Hugging Face Native Format (./hf/)

  • hf/model.safetensors: The raw, unquantized model weights containing standard query/key/value projections with biases, routing router layers, and MoE experts stored in secure Safetensors format.
  • hf/config.json: The architectural configuration file defining MoE hyperparameters (6 layers, 8 heads, 2 local experts, 1 active expert, shared parameters, weight-tying, standard dimensions, and YaRN scaling parameters).
  • hf/generation_config.json: Default parameters optimized for text generation.
  • hf/tokenizer_config.json: Tokenizer behavior layout specifying the custom ChatML/Qwen3 fast tokenizer setup.
  • hf/special_tokens_map.json: Architectural mappings tying special characters to the token blocks.
  • hf/tokenizer.json: The custom Byte-Level BPE tokenization descriptor layout trained with a base size of 1000.

πŸš€ Usage Examples

Loading Hugging Face Formats via Python

To match the dataset structure used during training, encode text with add_special_tokens=False and manually prepend the exact BOS token ID (1000).

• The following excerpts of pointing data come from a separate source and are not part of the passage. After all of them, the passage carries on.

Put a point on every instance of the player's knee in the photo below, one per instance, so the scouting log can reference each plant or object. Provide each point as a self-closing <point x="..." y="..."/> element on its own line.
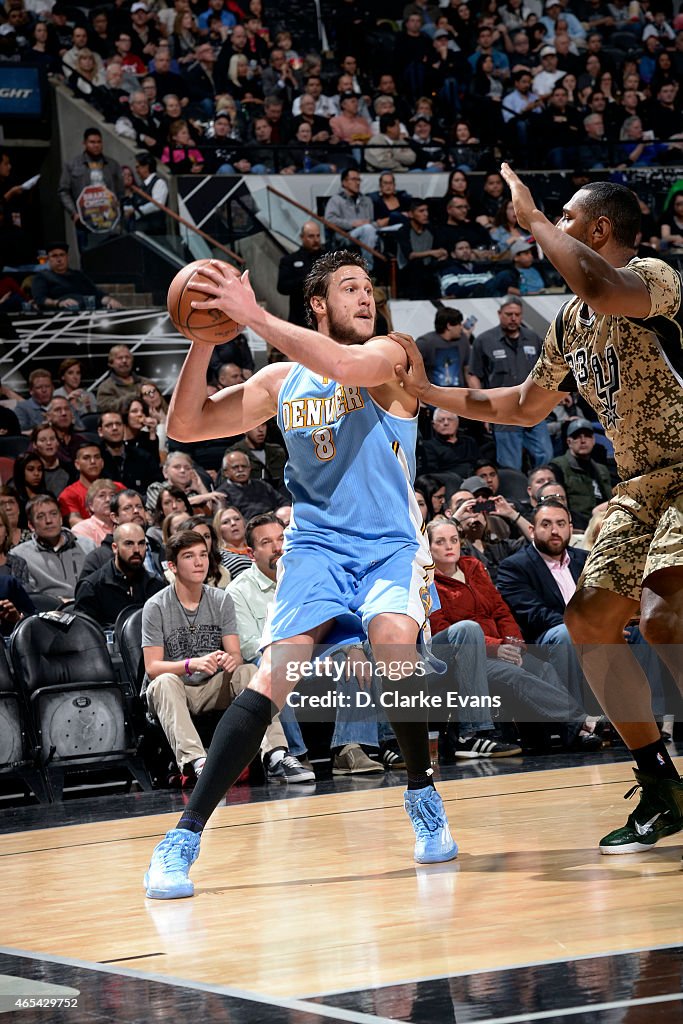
<point x="660" y="624"/>
<point x="588" y="619"/>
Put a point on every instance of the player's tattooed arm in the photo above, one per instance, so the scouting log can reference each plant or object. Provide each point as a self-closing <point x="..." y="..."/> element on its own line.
<point x="523" y="404"/>
<point x="606" y="285"/>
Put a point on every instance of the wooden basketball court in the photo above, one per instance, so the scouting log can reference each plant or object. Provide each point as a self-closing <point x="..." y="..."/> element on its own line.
<point x="312" y="905"/>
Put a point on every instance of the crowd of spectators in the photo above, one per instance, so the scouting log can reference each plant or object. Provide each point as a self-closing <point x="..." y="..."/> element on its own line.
<point x="91" y="515"/>
<point x="233" y="88"/>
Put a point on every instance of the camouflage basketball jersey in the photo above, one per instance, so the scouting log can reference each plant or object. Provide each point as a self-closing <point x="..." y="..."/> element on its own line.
<point x="629" y="370"/>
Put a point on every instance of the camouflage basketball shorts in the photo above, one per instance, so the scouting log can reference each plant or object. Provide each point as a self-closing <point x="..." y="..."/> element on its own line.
<point x="642" y="532"/>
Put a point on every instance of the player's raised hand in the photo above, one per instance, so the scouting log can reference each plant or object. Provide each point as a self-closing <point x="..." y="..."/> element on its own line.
<point x="521" y="197"/>
<point x="414" y="379"/>
<point x="227" y="291"/>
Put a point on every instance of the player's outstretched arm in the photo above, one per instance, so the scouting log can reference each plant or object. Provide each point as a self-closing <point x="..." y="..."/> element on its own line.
<point x="195" y="417"/>
<point x="606" y="289"/>
<point x="523" y="406"/>
<point x="366" y="366"/>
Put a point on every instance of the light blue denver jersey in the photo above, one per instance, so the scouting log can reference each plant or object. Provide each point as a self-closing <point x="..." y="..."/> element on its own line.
<point x="350" y="471"/>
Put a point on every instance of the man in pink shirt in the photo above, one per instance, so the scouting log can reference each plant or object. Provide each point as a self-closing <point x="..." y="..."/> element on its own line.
<point x="97" y="503"/>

This ensures perfect token alignment and accurate MoE forward pass sampling.

import torch
from transformers import PreTrainedTokenizerFast, Qwen3MoeForCausalLM

repo_id = "shibatch/tinyqwen3moe2m"

# Load via PreTrainedTokenizerFast to preserve the vocabulary configuration safely
tokenizer = PreTrainedTokenizerFast.from_pretrained(repo_id, subfolder="hf")
model = Qwen3MoeForCausalLM.from_pretrained(repo_id, subfolder="hf")

prompt = "Once upon"

# Tokenize without injecting automatic special tokens
input_ids = tokenizer.encode(prompt, add_special_tokens=False)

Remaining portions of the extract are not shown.